Becky Loud, la primera esposa del hombre peliblanco; Leni Loud, la segunda concubina del hombre del plan; y Lynn Loud, la tercera en unirse al harem; devoraban sus respectivos desayunos para recuperar energías antes de ir a sus trabajos.

Laika Loud, la primogénita, hija de Becky y Lincoln, observaba con reprobación a sus padres por siempre provocar esas escenas en la casa tan temprano; pero cambiaba su semblante a uno más alegre cuando era el momento de darle de comer a la pequeña Lacy. La más joven de la familia, con dos años de edad, hija de Lynn y Lincoln.

Y por ultimo, Leia Loud, la hija de Leni y Lincoln, con trece años de edad; se mantenía pensativa y callada mientras apenas probaba bocado del suculento desayuno. Pero para la muchacha rubia, cocinera y modista, estar callada era lo más natural del mundo debido al mal congénito que le impedía hablar; incluso la falta de apetito resultaba común y normal, y se daba cada vez que la molestaban en la escuela.

Sin embargo, lo raro en la actitud de Liena aquella mañana, era el silencio que mantenía. No es que la muchacha no pudiera comunicarse, el lenguaje de señas e incluso darle una sonrisa a cada miembro de la familia era su forma normal de ser; pero esa mañana parecía estar en las nubes. Y la incomodidad en el resto de la familia Loud no se hizo esperar.

— ¿Estas bien mi cielo?— la pregunta fue hecha por Leni, quien en ese momento no lograba identificar el malestar de su hija. Como su madre, la mujer modista siempre compartió un lazo especial con su pequeña, y sin duda aquel comportamiento tenía que ver con el niño del día anterior y los problemas que causó; pero no era nada malo, más bien ¿bueno?. No lo comprendía.

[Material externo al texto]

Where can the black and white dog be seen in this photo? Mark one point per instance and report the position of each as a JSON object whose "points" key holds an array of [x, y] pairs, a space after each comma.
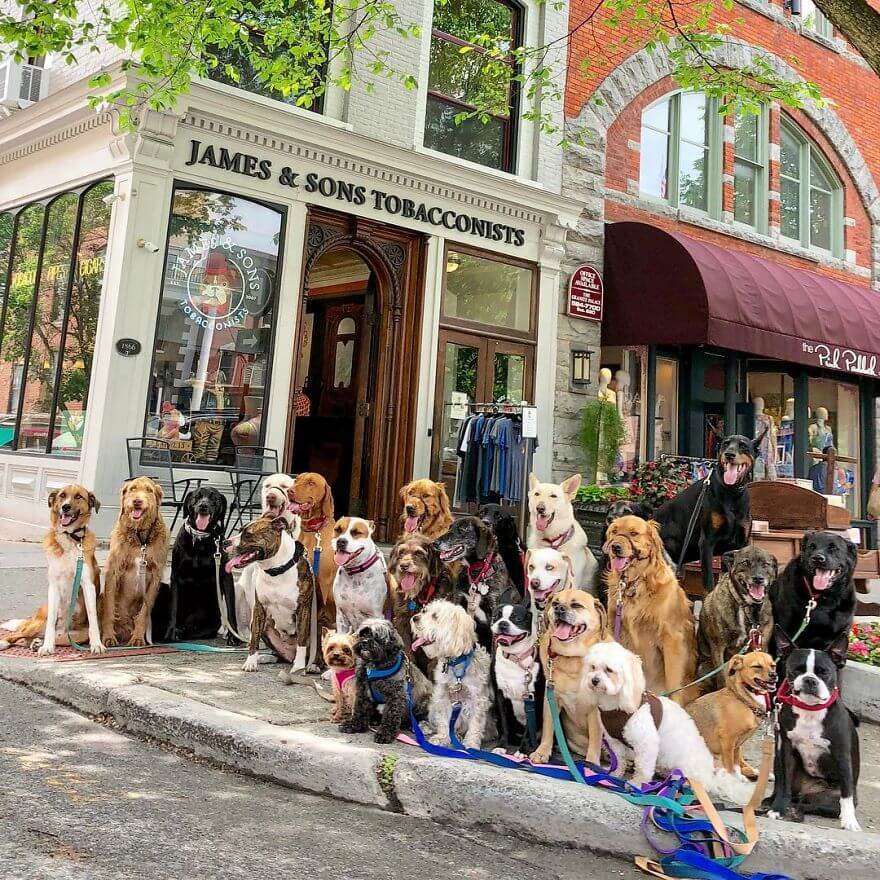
{"points": [[817, 746], [823, 572], [190, 609], [518, 677]]}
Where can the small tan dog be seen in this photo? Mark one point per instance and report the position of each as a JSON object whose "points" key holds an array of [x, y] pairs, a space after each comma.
{"points": [[656, 621], [575, 621], [425, 508], [138, 553], [338, 651], [727, 718]]}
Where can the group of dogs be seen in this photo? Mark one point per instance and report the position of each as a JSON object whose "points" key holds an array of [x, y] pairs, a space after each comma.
{"points": [[466, 614]]}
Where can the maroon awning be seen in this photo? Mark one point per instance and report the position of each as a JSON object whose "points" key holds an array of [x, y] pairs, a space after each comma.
{"points": [[663, 288]]}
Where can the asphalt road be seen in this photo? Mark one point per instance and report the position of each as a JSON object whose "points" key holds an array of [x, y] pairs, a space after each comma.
{"points": [[81, 800]]}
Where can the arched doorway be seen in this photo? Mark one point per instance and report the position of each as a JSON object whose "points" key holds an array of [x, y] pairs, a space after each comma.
{"points": [[335, 377], [356, 363]]}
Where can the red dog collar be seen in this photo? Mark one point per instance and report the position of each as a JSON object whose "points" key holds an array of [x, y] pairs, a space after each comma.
{"points": [[785, 696]]}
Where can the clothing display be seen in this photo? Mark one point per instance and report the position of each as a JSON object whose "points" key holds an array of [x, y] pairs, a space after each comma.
{"points": [[493, 459]]}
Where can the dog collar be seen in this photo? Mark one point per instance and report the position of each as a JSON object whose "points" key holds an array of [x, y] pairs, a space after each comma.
{"points": [[559, 540], [280, 569], [789, 699], [478, 571], [198, 534], [458, 666], [421, 599], [357, 569]]}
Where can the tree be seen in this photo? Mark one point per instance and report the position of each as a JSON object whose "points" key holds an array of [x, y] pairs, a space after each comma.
{"points": [[292, 49]]}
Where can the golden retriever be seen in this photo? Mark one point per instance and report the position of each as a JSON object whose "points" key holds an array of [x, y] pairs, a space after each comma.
{"points": [[138, 553], [574, 622], [656, 619], [310, 496], [425, 508], [70, 509]]}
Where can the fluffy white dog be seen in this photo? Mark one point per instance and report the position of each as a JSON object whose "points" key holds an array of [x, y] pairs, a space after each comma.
{"points": [[655, 731], [447, 634]]}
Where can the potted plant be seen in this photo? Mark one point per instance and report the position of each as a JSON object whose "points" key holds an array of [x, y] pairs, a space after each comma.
{"points": [[591, 509], [602, 433]]}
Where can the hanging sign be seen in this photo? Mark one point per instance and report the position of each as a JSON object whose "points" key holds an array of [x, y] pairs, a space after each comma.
{"points": [[585, 294]]}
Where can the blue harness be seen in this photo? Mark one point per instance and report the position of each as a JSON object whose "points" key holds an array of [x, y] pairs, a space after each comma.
{"points": [[374, 674]]}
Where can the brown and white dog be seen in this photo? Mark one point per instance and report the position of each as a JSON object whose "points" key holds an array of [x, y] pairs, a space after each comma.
{"points": [[69, 536], [656, 621], [311, 498], [575, 621], [425, 508], [552, 524], [138, 553]]}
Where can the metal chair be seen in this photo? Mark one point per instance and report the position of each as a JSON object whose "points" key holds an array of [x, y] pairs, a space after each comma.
{"points": [[151, 457], [252, 465]]}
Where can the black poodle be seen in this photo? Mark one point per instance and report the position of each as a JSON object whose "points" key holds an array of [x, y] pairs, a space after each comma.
{"points": [[189, 609]]}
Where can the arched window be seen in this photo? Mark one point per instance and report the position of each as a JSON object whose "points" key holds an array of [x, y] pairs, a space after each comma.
{"points": [[681, 152], [460, 81], [811, 195]]}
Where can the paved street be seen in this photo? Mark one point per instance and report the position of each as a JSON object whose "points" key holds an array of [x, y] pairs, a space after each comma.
{"points": [[82, 801]]}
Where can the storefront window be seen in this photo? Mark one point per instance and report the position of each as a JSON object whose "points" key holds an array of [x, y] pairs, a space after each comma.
{"points": [[489, 292], [216, 317], [462, 80], [834, 424]]}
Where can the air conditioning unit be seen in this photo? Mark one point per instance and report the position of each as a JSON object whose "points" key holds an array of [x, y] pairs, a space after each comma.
{"points": [[22, 84]]}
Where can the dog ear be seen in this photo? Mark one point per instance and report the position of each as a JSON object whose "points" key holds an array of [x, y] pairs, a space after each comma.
{"points": [[839, 649], [570, 486], [784, 645]]}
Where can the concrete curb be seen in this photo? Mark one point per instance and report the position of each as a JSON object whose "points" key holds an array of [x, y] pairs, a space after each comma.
{"points": [[405, 780]]}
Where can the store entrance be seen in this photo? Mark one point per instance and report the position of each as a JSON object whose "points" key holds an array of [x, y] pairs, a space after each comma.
{"points": [[336, 377]]}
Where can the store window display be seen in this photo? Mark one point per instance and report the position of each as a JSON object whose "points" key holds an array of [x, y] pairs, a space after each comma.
{"points": [[213, 339]]}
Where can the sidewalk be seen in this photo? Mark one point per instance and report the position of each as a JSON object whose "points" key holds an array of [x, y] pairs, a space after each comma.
{"points": [[253, 723]]}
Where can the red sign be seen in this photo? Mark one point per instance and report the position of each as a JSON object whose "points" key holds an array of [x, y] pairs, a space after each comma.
{"points": [[585, 294]]}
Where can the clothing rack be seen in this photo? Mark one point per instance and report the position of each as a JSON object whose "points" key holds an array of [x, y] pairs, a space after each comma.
{"points": [[525, 449]]}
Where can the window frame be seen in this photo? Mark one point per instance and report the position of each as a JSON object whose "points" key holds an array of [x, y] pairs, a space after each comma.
{"points": [[714, 133], [81, 192], [808, 153], [510, 145], [760, 166], [182, 184]]}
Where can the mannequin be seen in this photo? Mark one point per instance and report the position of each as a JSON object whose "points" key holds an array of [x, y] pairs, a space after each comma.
{"points": [[820, 431], [605, 393], [622, 381], [765, 465]]}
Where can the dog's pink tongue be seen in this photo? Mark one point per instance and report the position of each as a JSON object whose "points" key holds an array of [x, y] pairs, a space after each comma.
{"points": [[822, 579], [562, 631]]}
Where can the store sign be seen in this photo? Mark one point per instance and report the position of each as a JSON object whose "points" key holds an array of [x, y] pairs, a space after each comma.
{"points": [[585, 294], [832, 357], [344, 191], [223, 282]]}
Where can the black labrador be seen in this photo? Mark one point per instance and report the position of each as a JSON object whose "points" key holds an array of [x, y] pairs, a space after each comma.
{"points": [[723, 522], [189, 609]]}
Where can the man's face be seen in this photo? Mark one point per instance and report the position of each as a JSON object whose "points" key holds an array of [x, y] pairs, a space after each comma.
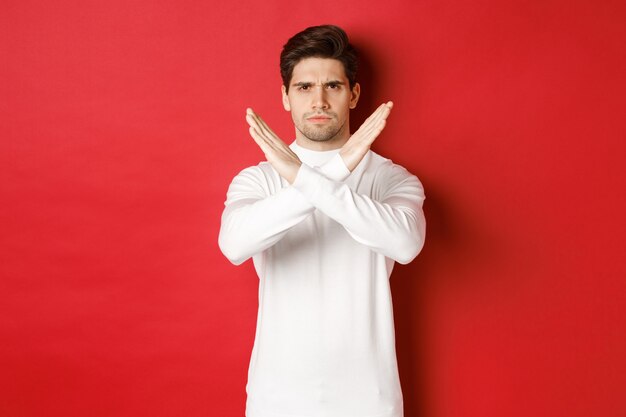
{"points": [[320, 100]]}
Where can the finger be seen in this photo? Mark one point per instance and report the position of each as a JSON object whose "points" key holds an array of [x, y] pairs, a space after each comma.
{"points": [[263, 128]]}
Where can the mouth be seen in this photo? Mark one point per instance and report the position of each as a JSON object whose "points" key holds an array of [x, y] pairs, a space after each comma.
{"points": [[319, 118]]}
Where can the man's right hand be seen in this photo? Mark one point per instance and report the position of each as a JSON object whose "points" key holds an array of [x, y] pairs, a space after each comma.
{"points": [[359, 143]]}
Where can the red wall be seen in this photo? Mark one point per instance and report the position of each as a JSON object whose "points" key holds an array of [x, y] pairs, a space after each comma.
{"points": [[122, 124]]}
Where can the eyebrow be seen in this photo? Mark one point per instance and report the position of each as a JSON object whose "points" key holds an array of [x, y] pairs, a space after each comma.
{"points": [[309, 84]]}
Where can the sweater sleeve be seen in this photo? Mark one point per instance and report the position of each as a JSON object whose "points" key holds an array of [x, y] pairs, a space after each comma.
{"points": [[393, 226], [259, 211]]}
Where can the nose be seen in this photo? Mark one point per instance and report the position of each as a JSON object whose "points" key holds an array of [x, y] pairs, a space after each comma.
{"points": [[319, 98]]}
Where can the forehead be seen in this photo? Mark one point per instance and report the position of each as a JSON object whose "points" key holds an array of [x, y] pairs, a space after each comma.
{"points": [[318, 69]]}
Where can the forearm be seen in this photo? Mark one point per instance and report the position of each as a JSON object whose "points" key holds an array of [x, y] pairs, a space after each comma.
{"points": [[394, 226], [256, 217]]}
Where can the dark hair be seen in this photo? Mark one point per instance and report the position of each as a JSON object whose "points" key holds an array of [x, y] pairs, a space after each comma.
{"points": [[326, 41]]}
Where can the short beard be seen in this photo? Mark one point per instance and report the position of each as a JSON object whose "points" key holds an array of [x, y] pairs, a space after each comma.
{"points": [[320, 135]]}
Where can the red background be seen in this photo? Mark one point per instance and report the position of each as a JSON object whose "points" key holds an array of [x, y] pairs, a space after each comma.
{"points": [[122, 124]]}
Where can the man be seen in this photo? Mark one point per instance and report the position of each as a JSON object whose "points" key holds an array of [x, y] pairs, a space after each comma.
{"points": [[324, 220]]}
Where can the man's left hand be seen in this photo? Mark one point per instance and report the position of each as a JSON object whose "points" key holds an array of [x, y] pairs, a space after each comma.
{"points": [[277, 153]]}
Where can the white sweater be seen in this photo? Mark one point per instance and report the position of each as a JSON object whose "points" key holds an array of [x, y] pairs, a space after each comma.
{"points": [[324, 248]]}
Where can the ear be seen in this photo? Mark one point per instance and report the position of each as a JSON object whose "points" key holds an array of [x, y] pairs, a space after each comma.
{"points": [[285, 99], [355, 94]]}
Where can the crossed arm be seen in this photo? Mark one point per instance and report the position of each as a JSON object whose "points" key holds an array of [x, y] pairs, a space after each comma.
{"points": [[256, 217]]}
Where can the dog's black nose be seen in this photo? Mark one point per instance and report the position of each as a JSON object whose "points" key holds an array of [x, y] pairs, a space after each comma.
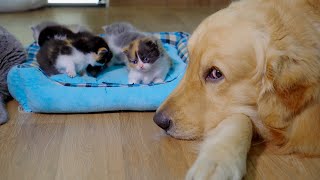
{"points": [[162, 120]]}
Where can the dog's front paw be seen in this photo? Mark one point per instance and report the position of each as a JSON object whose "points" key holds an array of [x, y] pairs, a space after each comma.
{"points": [[210, 169]]}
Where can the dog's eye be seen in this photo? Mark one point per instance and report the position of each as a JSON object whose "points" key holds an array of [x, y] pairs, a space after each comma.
{"points": [[214, 75]]}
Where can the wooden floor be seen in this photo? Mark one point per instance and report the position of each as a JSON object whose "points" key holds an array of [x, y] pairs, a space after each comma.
{"points": [[119, 145]]}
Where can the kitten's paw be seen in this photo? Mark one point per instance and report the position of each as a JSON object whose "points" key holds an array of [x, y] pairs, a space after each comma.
{"points": [[206, 168], [71, 73], [158, 80]]}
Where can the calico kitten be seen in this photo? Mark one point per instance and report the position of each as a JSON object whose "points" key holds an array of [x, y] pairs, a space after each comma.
{"points": [[72, 56], [118, 36], [147, 61]]}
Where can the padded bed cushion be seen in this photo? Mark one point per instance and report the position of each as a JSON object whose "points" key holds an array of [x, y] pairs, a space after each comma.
{"points": [[110, 91]]}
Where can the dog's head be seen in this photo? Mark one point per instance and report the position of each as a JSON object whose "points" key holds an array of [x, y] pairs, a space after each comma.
{"points": [[237, 67], [218, 81]]}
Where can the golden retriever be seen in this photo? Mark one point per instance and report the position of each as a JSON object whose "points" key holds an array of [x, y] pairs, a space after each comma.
{"points": [[254, 69]]}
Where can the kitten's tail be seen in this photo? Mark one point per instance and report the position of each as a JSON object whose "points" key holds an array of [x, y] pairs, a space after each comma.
{"points": [[3, 111]]}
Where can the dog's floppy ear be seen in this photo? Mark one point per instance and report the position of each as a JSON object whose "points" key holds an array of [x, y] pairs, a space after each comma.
{"points": [[293, 78]]}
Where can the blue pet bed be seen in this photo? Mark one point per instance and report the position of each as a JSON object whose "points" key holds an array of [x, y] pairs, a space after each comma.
{"points": [[110, 91]]}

— ::Si Mamá, genial::— respondió Liena en lenguaje de señas mientras asentía mecánicamente y regresaba su atención al desayuno; sin embargo, Liena no podía estar menos "genial". La carta que encontró al despertar y el obvio significado de que Lemy entró a su habitación mientras dormía, la tenían alterada y peor aún, el haber decidido darle una oportunidad al muchacho castaño para explicarse; todo eso la tenía con el corazón acelerado y la mente hecha un caos.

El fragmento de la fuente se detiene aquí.